Devlog 2: The Importance of Sandboxing

2026-01-06

A core feature of Garden is the ability to run untrusted code in a sandbox. Untrusted evaluation is extremely hard to add to an existing language, but Garden is brand new. Sandboxing enables some really interesting workflows.

Interactive Documentation

Every code snippet on this website has Run and Edit buttons. If you want to confirm your understanding of a feature, you can experiment.

Here's a really simple example.

1 + 2

Since we're allowing arbitrary code, the user might write something more problematic (accidentally or otherwise). The sandbox ensures we can run this safely.

while True {}

Path{ p: "/etc/passwd" }.read()

Some programming languages choose to compile their interpreter to wasm, so the execution happens in the browser. This is secure -- everything occurs on the reader's machine -- but it's slow on mobile. wasm builds also impose additional constraints on the interpreter.

Snippets on this website are executed on my server, using the interpreter's sandbox feature. This was scary to deploy (remote code execution as a service!), but I think the experience is worth it. I've locked down the execution process in a Docker container on a dedicated $1 per month server.

If you do find a security bug, feel free to open an issue on the bug tracker or email me.

Eager evaluation

JavaScript is one of the few languages with a mature sandbox, and it's a crucial part of the modern web. JavaScript also has the ability to eagerly execute snippets in the console, safely.

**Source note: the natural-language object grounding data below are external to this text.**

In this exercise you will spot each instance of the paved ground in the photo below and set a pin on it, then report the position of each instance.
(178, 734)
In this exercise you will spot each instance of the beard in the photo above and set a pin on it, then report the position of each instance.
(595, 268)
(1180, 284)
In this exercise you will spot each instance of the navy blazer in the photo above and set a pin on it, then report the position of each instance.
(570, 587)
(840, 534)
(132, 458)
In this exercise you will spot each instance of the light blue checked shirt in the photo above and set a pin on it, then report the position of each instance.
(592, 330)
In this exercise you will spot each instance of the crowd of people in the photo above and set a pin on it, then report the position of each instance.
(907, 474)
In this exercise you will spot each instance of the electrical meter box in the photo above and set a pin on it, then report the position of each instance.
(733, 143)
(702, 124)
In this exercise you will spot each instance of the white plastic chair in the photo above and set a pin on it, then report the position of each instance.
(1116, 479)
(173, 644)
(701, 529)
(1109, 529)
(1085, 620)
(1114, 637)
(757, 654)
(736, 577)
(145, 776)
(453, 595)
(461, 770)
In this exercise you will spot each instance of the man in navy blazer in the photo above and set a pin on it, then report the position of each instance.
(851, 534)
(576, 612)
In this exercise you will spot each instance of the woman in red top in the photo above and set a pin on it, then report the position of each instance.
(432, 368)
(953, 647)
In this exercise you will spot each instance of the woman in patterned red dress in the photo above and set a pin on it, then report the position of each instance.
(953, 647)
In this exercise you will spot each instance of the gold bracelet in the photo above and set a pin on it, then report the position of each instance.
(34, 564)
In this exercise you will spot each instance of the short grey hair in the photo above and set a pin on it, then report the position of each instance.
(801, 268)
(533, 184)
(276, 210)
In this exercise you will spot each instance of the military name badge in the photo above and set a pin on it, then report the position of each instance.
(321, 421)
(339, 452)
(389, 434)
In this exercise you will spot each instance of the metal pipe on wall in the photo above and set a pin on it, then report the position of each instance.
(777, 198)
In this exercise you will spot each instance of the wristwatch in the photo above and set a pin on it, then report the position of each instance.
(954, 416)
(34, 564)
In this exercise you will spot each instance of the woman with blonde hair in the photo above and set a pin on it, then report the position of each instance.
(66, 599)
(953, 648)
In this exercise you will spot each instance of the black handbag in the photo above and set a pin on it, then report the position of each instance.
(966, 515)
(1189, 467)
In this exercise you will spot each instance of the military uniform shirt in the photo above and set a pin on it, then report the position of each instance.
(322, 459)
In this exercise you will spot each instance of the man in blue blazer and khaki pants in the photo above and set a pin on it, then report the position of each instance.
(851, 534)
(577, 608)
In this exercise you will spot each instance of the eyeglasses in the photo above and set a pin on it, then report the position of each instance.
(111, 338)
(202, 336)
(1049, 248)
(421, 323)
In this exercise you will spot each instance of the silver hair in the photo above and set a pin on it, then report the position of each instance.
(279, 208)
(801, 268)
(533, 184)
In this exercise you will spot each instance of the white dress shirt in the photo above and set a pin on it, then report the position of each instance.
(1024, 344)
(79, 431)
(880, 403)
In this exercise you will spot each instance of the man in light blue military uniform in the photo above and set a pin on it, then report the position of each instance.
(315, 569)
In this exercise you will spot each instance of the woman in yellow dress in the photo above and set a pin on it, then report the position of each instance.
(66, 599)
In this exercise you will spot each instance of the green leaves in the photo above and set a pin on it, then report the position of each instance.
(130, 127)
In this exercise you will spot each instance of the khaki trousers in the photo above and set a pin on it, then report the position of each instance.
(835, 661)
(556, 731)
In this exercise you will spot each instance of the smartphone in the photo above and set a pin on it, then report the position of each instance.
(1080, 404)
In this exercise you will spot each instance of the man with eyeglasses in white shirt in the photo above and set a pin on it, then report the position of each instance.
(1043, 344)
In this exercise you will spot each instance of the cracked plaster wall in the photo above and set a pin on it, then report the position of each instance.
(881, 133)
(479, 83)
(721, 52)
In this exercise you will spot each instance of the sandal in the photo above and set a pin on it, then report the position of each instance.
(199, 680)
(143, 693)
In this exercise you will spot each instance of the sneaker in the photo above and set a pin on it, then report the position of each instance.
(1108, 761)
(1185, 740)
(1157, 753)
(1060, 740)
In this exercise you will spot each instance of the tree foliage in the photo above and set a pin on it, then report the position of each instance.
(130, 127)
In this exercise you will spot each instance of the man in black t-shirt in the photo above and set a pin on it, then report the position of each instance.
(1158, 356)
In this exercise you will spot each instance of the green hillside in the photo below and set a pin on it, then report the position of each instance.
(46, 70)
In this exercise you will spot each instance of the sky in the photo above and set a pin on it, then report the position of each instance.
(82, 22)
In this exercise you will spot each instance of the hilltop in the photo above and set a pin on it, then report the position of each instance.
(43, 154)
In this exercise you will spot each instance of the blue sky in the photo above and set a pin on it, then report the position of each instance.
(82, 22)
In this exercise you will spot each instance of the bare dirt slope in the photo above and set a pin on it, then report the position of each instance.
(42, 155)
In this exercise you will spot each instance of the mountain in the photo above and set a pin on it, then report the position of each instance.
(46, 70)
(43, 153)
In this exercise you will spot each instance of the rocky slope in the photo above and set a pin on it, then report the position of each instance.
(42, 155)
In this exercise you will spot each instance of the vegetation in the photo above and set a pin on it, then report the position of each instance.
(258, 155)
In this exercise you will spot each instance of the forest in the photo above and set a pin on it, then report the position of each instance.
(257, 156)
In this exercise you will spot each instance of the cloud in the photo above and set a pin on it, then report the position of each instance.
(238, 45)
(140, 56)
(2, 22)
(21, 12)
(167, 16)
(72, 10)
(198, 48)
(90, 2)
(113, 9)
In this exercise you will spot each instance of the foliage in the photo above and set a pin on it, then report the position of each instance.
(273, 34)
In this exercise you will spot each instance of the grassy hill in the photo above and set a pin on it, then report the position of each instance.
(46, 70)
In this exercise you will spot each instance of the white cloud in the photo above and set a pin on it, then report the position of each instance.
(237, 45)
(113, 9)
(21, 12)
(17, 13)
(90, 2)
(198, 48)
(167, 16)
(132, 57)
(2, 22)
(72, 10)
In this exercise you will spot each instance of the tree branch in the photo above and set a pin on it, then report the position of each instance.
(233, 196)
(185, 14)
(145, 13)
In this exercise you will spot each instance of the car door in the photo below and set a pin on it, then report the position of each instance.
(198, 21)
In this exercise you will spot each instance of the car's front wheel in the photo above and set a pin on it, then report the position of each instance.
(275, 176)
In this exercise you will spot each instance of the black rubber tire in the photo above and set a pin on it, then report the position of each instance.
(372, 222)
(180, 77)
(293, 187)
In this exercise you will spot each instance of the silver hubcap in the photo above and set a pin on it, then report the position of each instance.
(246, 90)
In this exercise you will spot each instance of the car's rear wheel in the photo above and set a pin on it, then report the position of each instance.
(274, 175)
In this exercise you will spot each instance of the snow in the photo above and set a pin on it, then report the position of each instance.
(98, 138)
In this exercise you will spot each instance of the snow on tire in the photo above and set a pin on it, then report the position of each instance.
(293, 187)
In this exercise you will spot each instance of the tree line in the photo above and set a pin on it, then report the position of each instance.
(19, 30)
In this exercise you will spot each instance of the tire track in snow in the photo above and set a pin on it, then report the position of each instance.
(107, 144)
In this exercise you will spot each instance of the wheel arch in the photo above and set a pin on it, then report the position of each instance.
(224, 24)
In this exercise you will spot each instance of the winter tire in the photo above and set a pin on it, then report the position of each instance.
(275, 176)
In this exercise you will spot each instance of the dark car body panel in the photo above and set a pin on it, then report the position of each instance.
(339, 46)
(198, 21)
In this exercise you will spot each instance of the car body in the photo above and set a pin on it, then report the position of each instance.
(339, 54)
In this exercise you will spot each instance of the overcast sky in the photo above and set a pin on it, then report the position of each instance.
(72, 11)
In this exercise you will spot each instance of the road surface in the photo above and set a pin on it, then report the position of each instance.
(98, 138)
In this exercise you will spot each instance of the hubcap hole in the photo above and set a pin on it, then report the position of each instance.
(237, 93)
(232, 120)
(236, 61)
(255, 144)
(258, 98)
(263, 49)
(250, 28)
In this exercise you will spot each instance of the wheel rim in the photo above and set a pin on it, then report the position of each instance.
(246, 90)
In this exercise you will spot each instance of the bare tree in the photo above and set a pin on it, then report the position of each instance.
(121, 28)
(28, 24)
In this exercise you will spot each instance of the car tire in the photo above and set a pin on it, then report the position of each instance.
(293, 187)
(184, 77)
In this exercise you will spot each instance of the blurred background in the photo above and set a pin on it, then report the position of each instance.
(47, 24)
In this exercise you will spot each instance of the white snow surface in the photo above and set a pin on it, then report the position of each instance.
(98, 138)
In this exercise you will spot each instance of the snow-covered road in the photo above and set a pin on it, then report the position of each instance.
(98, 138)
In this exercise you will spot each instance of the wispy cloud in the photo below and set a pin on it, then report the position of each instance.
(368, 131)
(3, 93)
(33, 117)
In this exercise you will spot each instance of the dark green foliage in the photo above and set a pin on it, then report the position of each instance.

You can see that the interpreter shows "FOO" before I press enter. This is a small feature, but once you've experienced it, you'll miss it in other languages. It saves keystrokes and gets you feedback faster.

Garden doesn't yet have eager evaluation in the REPL, but it can eagerly evaluate tests in the sandbox. Eager tests also leverage your hardware better. My machine is often mostly idle when I'm writing code, whereas it could be helping!

Note how the failing assertion immediately changes as I edit the code in this video.

Sandboxed testing also enables safe mutation testing. A scary number of mutation test frameworks just assume that a small change to a test suite is safe to execute without review.

Speculative Library Loading

In an ideal world, writing require("lodash") in JavaScript would be sufficient. The IDE could install the library and no additional keystrokes would be required.

There are also projects that do this (such as auto-install for JS). Again, without a sandbox, this isn't safe. You can reduce the risk with an allowlist of permitted packages or forbidding post-install scripts, but it's janky.

With a sandbox you can support this workflow properly.

Program Synthesis

I frequently find myself writing programs where the rest of the program is obvious.

test max {
  assert(max(2, 3) == 3)
  assert(max(4, 3) == 4)
}

fun max(x: Int, y: Int): Int {
  if x > y {
    return x
  }

  // There aren't many possibilities here!
  todo()
}

This is a 'program synthesis' problem, asking the computer to write code for you based on examples. You can apply a simple brute-force solution ('enumerative synthesis'), a smarter type-driven search, or just feed it to an LLM.

With a sandbox, you could evaluate all the obvious possibilities and -- if they pass the tests -- suggest them to the user.

AI Sandboxing

LLMs are pretty good at iterating on code. Agentic tools rely on an LLM loop that processes output (static errors, runtime errors, test failures etc). This is often sufficient to guide the LLM to write a working implementation.

This use case is so compelling that some users will run --dangerously-skip-permissions on their machine directly. Claude provides guidance for running it in a Docker container, and claude.ai/code also provides an isolated VM to safely allow this workflow.

These workflows prevent the AI from e.g. deleting all your files, but make it harder to interactively guide the AI towards the desired solution. A sandbox lets you run the LLM and interpreter as normal programs, getting the best of both worlds.

Security

Safely supporting arbitrary code execution is the scariest, most security-sensitive code I've ever written. I've spent a good while trying to figure out my security posture.

The Garden interpreter sandbox prevents I/O (disk, network) as well as enforcing resource limits. The current implementation is slightly lax on memory limits, so a sufficiently problematic program could still OOM the interpreter.

The sandbox does not provide protection against side channel attacks, such as rowhammer or spectre.

Future Work

I'm delighted to have live evaluation on the website, but there's still a ton of features that could be built on top of this sandbox.

Garden is still very much alpha software, but it's all on GitHub if you want to try it.